There was no laughter in the maids’ large hall. In the men servants’ hall all sat waiting, silently and alert. In the outlying serfs’ quarters torches and candles were burning and no one slept. The old prince, stepping on his heels, paced up and down his study and sent Tíkhon to ask Márya Bogdánovna what news.⁠—“Say only that ‘the prince told me to ask,’ and come and tell me her answer.”

“Inform the prince that labor has begun,” said Márya Bogdánovna, giving the messenger a significant look.

Tíkhon went and told the prince.

“Very good!” said the prince closing the door behind him, and Tíkhon did not hear the slightest sound from the study after that.

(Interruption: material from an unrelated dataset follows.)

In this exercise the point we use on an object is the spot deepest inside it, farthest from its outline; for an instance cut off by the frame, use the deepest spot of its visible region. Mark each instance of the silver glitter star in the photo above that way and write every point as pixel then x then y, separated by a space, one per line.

After a while he reentered it as if to snuff the candles, and, seeing the prince was lying on the sofa, looked at him, noticed his perturbed face, shook his head, and going up to him silently kissed him on the shoulder and left the room without snuffing the candles or saying why he had entered. The most solemn mystery in the world continued its course. Evening passed, night came, and the feeling of suspense and softening of heart in the presence of the unfathomable did not lessen but increased. No one slept.

It was one of those March nights when winter seems to wish to resume its sway and scatters its last snows and storms with desperate fury. A relay of horses had been sent up the high road to meet the German doctor from Moscow who was expected every moment, and men on horseback with lanterns were sent to the crossroads to guide him over the country road with its hollows and snow-covered pools of water.